In Aspen, the most memorable single snow storm I can recall was in March of 1965, when more than 65 inches fell in one week, collapsing the old Tomkins Hardware and closing Highway 82 in Snowmass Canyon. The Alaska blaster in 1989 with its bitter cold temperatures certainly killed the pine beetles. The winter of 1983-’84 is memorable, because winter started early and ended very late. Two hundred and seventy-eight inches were recorded in Aspen ending with an terrible June 8 snow storm that broke down hundreds of trees. I hope we never have a repeat of that event! December of 1951, February of 1936 and March of 1918 are some of the legendary storms that old-timers often talked about.

Memorable anomalies are big snows in June of 1979 and 1984. The Labor Day snow of 1961 caused extensive tree damage and power outages. And yes ” it rained on Christmas Day in 1971, and snowed many times on Easter Sunday and twice on the Fourth of July.

It seems the weather pendulum now swings more extremely than in years of old. Storms are more violent but less frequent.

The weather appears to be more volatile than in past years.

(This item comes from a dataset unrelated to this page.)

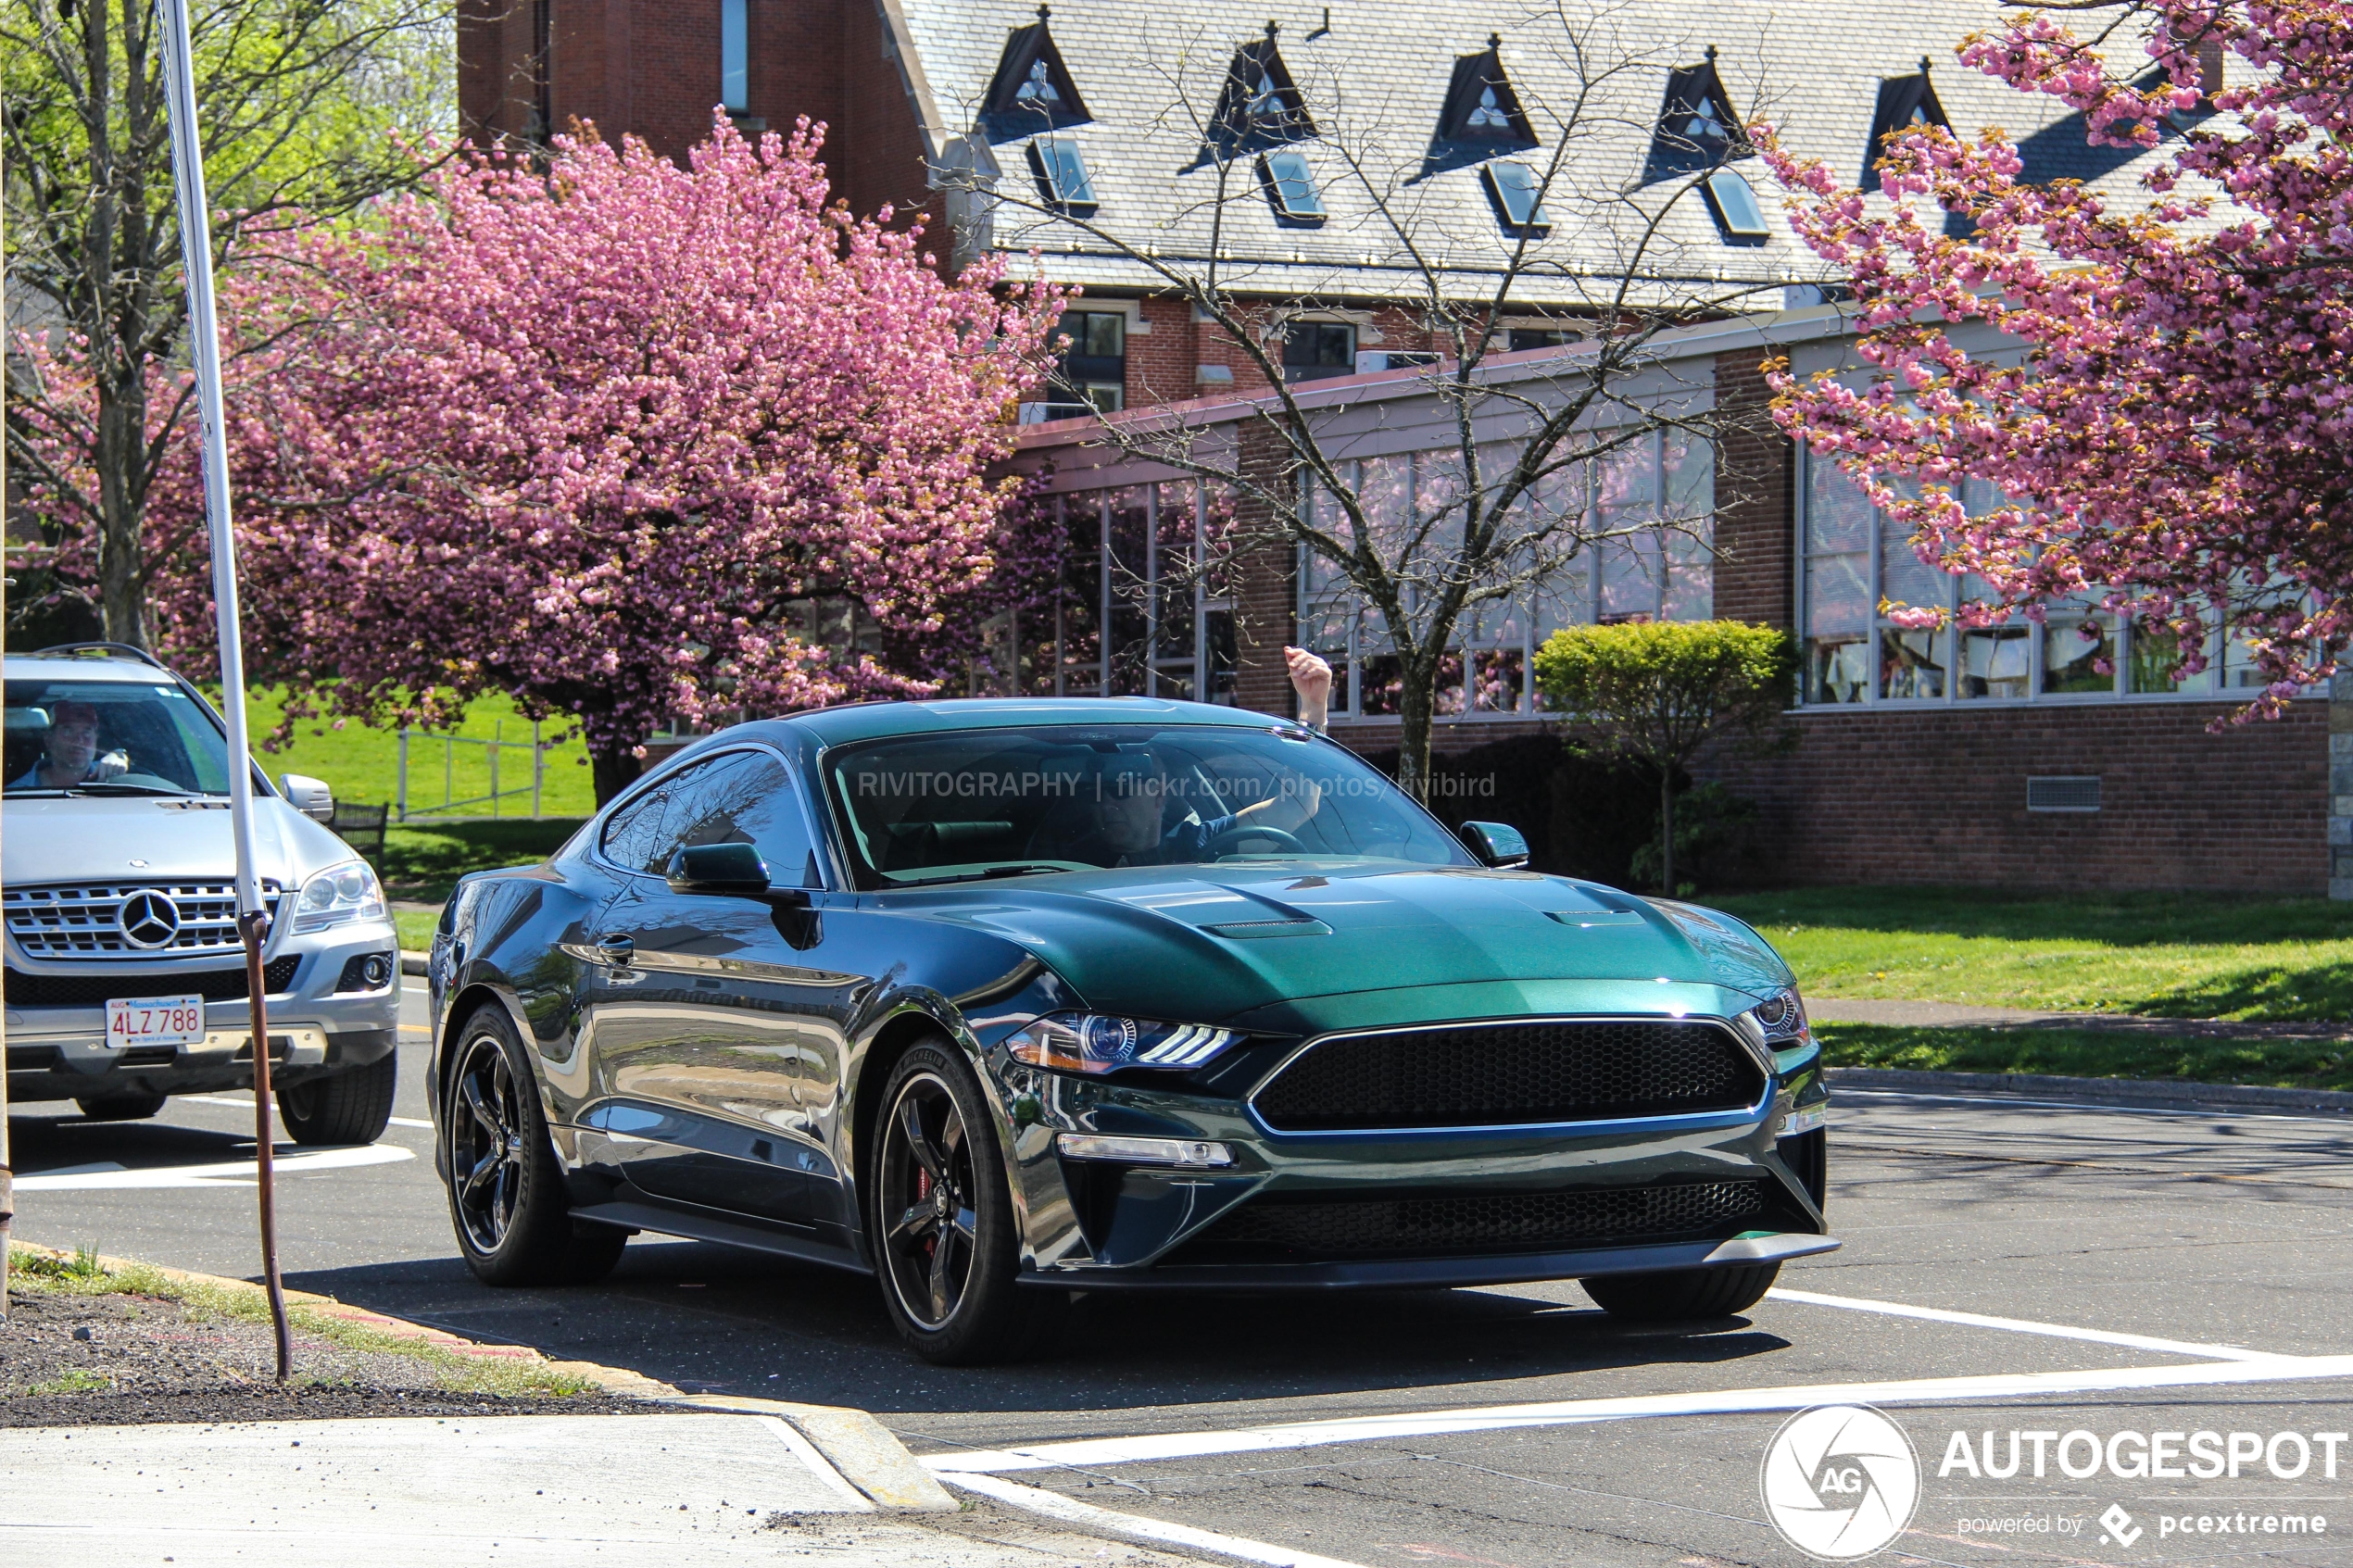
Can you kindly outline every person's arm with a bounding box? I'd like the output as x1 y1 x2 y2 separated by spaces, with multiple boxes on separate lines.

I attribute this phenomenon to the global warming effect. Warmer winters and extended summer droughts with violent spring tornadoes seem to bear this out. I believe we will see greater extremes of weather in this new century. Unless we decrease carbon dioxide emissions, a ski rack on an SUV might become a useless accessory and pine beetles will continue to deforest our state.

Let’s hope the recent big snows come to an end, as I’m tired of shoveling snow off my roof! My advice to all is: Drive slowly, shovel your roof and think spring! Let’s pray for some warm sun to ease the snow melt over the next few months, as we still have most of February and all of March to cope with. If we receive an average snowfall during February, March and April, we will exceed 200 inches, which is far above our average of 152 inches a year, thereby placing this winter season in the record books.